By Stephen Wood
The number of physicians in the U.S. is shrinking, especially among those who choose primary care. Advanced practice providers, such as Advanced Practice Nurses (APRNs) and Physician Assistants (PAs), are helping to fill that void.
In order to maintain a health care system that can serve our aging population, and one that is aligned with the health care needs and goals of our nation, there is a need for legislative support to fund APRN and PA clinical education in a way commensurate with residency training programs.
The traditional model for post-graduate education for medical students, called residency, is regulated by the Accreditation Council for Graduate Medical Education (ACGME) and largely funded by the Center for Medicare Services (CMS). The process is competitive and it helps to ensure the ongoing professional education of future physicians. Some argue that taxpayer support of these programs is in the public interest, as it would be otherwise difficult to train future physicians. While this may have some merit, both students and hospitals also benefit. Hospitals benefit in that they reduce the cost of their labor force, and receive additional indirect funding to support hospital services. The resident trainees endure long hours and low salaries, but, in effect, they are being paid to train. Salaries after completion of a residency can be substantial, and there is no expectation to pay back any of the funding that is received during their training.
In contrast, APRNs and PAs attend clinical training during their didactic education and pay out-of-pocket at a per credit cost dictated by the individual university. This process largely relies on prior graduates accepting students for these clinical experiences. The issue is that as the workforce shrinks, and providers are busier with increased clinical responsibilities, these opportunities are difficult to come by. In addition, both APRN and PA programs are often competing with residency programs, as well as each other, for clinical sites. Many schools are now paying for these clinical sites, which has resulted in a bidding war for clinical placements. The increased expense is carried by the student, making the cost of education even higher.
Given that medical residency programs are federally funded, this very same opportunity should be afforded to APRN and PA programs.
There are approximately 370,000 nurse practitioners that are licensed in the United States, and that number is growing. The estimates from the American Association of Nurse practitioners are that 88% practice in primary care, an area that has seen reduced numbers of physicians annually. In addition, it is estimated that 83% of Nurse practitioners manage patients with Medicare as their primary insurance.
The number of APRNs in practice is also increasing at a rate of 6.8% per year. In comparison, the increase in physicians is 1.1% and that of physician assistants is 4.3% annually. The numbers of people accepted into APRN programs is also growing. This is coupled by the transition of programs from in-person to online, which allows for greater numbers of students as well. PA programs are seeing similar growth.
The number of available and appropriate clinical sites, however, continues to shrink. In many APRN programs, students are required to find their own preceptors, which puts a strain on both the student and the preceptor. PA programs often place their students, but this too is becoming more difficult as sites become more restrictive or demand increased compensation.
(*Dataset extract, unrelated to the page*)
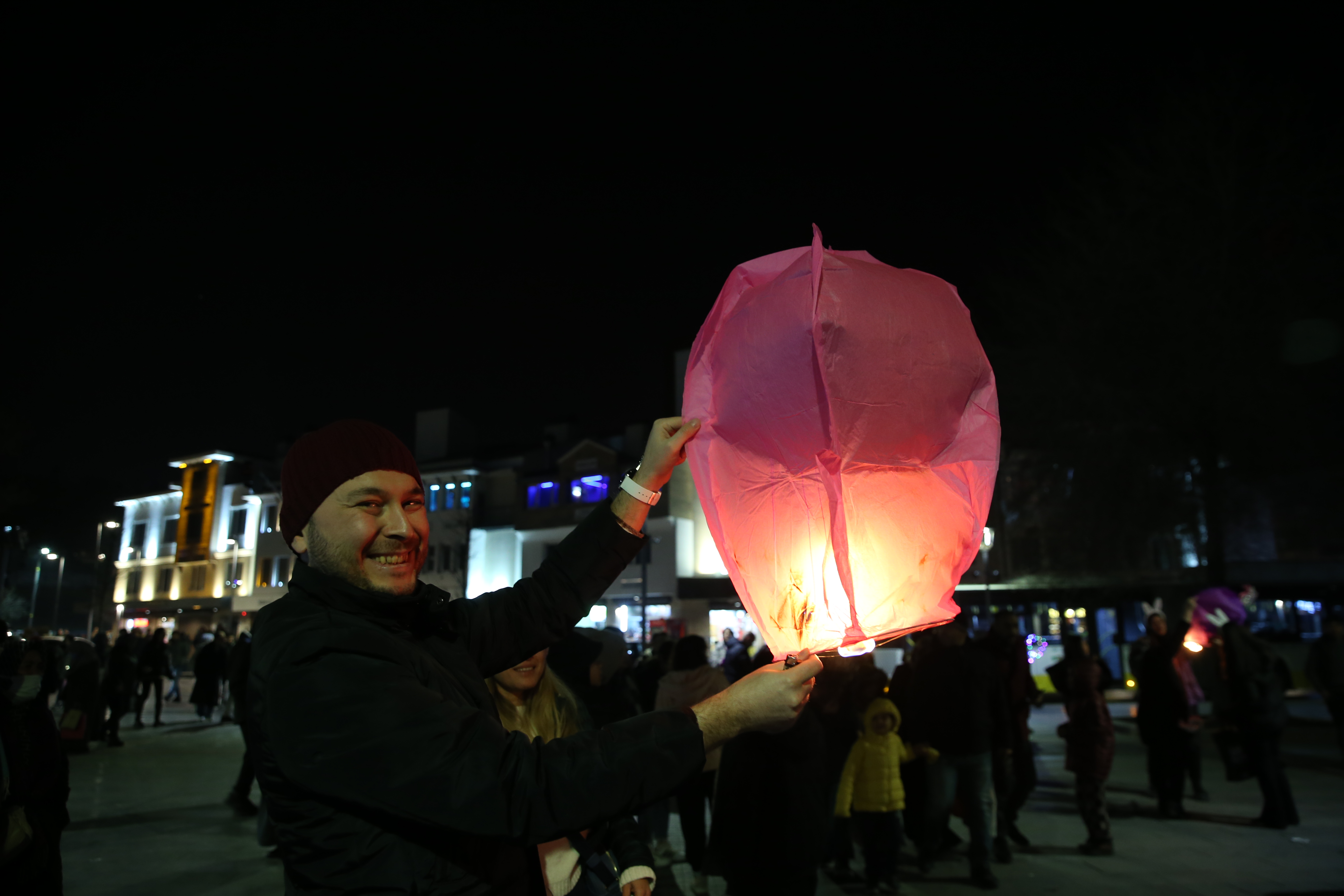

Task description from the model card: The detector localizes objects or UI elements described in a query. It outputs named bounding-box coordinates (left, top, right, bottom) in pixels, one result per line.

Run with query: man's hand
left=612, top=416, right=700, bottom=533
left=691, top=650, right=821, bottom=752
left=621, top=877, right=653, bottom=896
In addition, this system does not ensure that the clinical experiences necessarily meet the needs of the student or are equitable. Some students may have a broad experience, while others may have a more focused experience that may not be congruent with their needs.
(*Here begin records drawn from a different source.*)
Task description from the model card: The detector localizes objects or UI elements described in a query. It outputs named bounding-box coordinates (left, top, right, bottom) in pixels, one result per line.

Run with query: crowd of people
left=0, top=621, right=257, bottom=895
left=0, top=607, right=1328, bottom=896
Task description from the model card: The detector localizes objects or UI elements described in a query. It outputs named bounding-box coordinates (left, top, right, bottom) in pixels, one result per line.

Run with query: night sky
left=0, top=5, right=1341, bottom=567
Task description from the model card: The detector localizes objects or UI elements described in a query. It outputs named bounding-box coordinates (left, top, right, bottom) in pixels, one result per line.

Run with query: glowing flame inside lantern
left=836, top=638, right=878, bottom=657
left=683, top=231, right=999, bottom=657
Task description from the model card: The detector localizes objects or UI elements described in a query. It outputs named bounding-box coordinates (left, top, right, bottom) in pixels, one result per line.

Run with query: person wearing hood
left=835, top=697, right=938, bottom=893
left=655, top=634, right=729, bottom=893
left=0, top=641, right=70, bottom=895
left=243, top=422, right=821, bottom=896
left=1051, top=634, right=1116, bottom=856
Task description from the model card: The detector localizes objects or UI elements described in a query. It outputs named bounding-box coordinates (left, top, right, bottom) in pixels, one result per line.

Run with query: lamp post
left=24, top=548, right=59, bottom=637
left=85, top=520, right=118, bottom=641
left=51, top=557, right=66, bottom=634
The issue of compensation is an additional strain on the student and raises some ethical and professional questions. There are now preceptor websites that allow for students to search for a preceptor by specialty and location, with upfront, out-of-pocket costs upwards of $4,000. This cost is the burden of the student, which means some individuals, and especially those from minority and marginalized backgrounds, may have decreased access to education.
Clinical training for APRN and PA students should be funded equitably and congruently with medical resident training, especially considering the numbers of Medicare patients that are cared for by NPs and PAs alike. There is an urgent need for Congress to ensure this funding through the Center for Medicare Services. This needs to be coupled with ensuring appropriate clinical site placements for any health care facility that accepts these funds. This should be enhanced by state funding for those that have nurse practitioner programs.
Accrediting bodies have a role here as well. Precepting was once considered a good-faith duty for practicing nurse practitioners and physician assistants alike. It was a way to pay back for the clinical experiences that were voluntarily provided for them. The demand for compensation, however, is growing, and many sites are allowing for competition not only with other NP programs, but with PA programs as well. These bodies need to set the standards of compensation and be the drivers of lobbying Congress for CMS equity.
Advanced practice providers are an integral part of the health care community. They provide a substantial amount of care to Medicare and Medicaid patients. The support of their clinical education needs to be equitable and reflect their important role in our health care system.